40. From 22 to 24 January 1990, the court held a voir dire following
the application of the applicant to rule inadmissible the DTI
transcripts on the basis that they should be excluded either as
unreliable under section 76 of PACE or pursuant to section 78 of PACE
because of the adverse effect the admission of the evidence would have
on the fairness of the proceedings having regard to the circumstances
in which it was obtained. Reliance was placed on the applicant's
alleged ill-health at the time and on the fact that two interviews had
taken place after the applicant had been charged.

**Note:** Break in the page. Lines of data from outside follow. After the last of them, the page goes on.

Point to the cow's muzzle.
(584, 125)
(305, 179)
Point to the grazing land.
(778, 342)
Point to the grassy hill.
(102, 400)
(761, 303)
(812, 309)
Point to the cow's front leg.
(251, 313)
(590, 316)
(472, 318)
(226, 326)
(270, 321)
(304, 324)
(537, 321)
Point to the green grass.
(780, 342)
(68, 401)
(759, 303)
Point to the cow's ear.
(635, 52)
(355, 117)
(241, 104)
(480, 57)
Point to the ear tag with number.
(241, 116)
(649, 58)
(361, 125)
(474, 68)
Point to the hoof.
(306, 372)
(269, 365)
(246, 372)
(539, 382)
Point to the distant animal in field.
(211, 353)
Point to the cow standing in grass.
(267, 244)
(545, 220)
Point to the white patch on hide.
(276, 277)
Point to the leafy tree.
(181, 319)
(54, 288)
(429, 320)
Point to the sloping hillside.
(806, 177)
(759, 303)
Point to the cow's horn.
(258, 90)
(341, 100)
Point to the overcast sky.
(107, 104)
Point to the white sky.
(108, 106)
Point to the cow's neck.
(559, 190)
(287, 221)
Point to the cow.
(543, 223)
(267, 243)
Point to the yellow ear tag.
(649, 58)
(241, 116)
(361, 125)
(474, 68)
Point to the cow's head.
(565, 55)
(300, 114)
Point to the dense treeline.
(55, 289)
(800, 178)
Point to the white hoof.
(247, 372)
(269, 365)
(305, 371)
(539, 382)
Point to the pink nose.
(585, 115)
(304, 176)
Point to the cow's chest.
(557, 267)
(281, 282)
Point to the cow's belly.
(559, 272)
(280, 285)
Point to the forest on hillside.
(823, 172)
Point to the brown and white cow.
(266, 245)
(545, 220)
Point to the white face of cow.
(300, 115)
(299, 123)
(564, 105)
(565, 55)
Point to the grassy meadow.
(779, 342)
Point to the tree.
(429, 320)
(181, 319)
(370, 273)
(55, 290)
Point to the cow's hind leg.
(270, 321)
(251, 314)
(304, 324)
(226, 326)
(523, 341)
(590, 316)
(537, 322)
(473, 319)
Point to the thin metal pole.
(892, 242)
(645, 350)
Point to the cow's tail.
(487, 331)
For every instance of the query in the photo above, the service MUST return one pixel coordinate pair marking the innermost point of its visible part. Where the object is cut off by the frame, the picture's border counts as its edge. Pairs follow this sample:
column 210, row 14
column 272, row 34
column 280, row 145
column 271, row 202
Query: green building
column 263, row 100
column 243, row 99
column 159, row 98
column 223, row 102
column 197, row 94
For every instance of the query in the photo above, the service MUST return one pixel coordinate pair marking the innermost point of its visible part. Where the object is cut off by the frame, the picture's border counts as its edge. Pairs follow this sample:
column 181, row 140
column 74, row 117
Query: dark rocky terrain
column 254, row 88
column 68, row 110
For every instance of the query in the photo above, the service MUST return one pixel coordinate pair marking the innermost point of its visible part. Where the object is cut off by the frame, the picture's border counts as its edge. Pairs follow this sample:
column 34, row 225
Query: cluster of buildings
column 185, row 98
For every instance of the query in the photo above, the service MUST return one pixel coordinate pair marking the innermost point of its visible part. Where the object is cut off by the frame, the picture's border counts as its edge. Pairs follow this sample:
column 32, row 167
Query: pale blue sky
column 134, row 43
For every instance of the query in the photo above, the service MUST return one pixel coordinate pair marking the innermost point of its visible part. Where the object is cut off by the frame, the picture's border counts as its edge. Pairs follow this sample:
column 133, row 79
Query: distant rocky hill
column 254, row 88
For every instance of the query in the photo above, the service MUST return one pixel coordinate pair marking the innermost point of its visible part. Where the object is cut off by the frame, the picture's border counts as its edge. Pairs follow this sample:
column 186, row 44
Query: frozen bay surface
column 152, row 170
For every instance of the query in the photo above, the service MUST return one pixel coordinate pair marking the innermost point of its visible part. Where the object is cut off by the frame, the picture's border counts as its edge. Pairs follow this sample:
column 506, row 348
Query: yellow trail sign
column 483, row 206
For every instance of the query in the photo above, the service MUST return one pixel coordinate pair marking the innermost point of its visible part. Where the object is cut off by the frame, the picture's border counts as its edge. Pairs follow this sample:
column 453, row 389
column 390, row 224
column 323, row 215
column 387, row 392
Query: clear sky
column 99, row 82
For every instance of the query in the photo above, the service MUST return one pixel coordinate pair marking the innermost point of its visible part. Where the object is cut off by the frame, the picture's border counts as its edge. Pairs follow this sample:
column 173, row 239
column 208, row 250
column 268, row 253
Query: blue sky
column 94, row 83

41. In his ruling of 29 January 1990, Mr. Justice Henry rejected the
defence argument as to the applicant's medical condition. He did
however exercise his discretion pursuant to section 78 to exclude the
evidence from the two post-charge interviews on the grounds that the
applicant's attendance could not be said to be voluntary, and it could
not be said to be fair to use material obtained by compulsory
interrogation after the commencement of the accusatorial process.
42. The jury for the applicant's trial was empanelled on
16 February 1990. These proceedings involved the applicant and three
co-defendants. The applicant faced 15 counts including, inter alia,
8 counts of false accounting contrary to section 17(1)b of the Theft
Act 1968, 2 counts of theft and 2 counts of conspiracy to contravene
section 13(1)(a)i of the Prevention of Fraud (Investments) Act 1958.
43. During the trial, the prosecution referred to the statements made
by the applicant in the course of interviews to the DTI Inspectors in
order to establish the state of the applicant's knowledge and to refute
evidence given by the applicant to the jury. In his summing-up to the
jury, the judge also compared and contrasted what the applicant had
said in court with the answers which he had given to the Inspectors.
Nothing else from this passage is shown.